L'indagine ha consentito di individuare nei predetti indagati rispettivamente l'ideatore e l'esecutore dell'omicidio di Cardone Vincenzo, all'epoca 23enne, assassinato il 26 settembre 1998 a Torre del Greco per un fatale errore di persona. La vittima infatti, del tutto estranea a logiche criminali, perdeva la vita poiché erroneamente scambiata per un pre

giudicato del posto, ritenuto responsabile di aver fornito appoggio logistico e favorito la fuga degli assassini in occasione dell'omicidio di Tutti Santo, fratello di Sebastiano (elemento di spicco del clan Falanga), ammazzato una settimana prima da un commando di quattro uomini armati mentre pranzava al tavolo di un ristorante a Torre del Greco.
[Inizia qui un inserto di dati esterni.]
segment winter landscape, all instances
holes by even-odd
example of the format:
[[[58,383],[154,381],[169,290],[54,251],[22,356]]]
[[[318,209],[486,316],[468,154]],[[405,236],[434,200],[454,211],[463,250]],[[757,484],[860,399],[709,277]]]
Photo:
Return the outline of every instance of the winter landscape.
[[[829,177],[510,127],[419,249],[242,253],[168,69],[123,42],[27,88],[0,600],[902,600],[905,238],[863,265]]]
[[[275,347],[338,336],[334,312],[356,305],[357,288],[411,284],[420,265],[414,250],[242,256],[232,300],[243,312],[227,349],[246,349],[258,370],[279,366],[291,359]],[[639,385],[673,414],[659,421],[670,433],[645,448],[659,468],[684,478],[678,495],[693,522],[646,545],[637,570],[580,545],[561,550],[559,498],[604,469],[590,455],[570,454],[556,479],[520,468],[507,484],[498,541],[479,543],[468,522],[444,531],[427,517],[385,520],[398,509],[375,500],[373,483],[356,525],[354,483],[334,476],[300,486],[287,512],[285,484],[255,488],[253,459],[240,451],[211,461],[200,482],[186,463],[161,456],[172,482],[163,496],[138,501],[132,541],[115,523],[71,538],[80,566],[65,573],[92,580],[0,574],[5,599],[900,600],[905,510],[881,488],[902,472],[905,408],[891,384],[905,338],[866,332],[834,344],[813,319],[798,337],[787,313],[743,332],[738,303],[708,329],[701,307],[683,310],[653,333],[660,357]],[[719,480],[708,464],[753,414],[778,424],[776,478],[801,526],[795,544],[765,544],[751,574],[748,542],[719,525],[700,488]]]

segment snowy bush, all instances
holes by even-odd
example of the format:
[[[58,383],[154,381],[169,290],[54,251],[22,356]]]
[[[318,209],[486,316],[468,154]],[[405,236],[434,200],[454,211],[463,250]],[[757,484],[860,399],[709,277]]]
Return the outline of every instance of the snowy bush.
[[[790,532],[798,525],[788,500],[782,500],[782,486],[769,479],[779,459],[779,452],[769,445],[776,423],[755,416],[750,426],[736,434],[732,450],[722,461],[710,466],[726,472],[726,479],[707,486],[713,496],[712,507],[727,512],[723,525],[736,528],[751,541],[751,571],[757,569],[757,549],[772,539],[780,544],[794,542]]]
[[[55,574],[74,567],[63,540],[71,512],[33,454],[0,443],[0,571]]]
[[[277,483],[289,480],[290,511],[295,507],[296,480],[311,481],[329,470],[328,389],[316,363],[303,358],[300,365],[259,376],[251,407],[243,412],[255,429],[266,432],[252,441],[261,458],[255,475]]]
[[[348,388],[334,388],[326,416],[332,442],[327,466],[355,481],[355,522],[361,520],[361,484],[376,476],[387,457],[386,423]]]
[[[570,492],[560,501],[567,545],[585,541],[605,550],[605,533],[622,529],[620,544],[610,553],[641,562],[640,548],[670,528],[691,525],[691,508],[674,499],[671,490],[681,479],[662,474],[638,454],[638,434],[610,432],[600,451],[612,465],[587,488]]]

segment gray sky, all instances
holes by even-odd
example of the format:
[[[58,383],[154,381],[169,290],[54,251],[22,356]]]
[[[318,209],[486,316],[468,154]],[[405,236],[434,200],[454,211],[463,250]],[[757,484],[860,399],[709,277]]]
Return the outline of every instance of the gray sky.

Le caratteristiche fisiche similari tra l'ignara vittima e il reale bersaglio dell'agguato, il fatto che il Cardone, fino a pochi minuti prima dell'omicidio, avesse prestato il ciclomotore al vero obiettivo dell'azione di sangue, nonché la presenza della stessa vittima all'esterno di una nota caffetteria abitualmente frequentata dal soggetto da assassinare, inducevano in errore i sicari. Questi ultimi, tra l'altro, nel corso dell'azione omicidiaria, individuavano l'obiettivo mentre si trovava di spalle alla guida del proprio ciclomotore di cui era da poco rientrato in possesso. Cardone Vincenzo veniva attinto da tre colpi di pistola calibro 7,65 che ne cagionavano inesorabilmente la morte.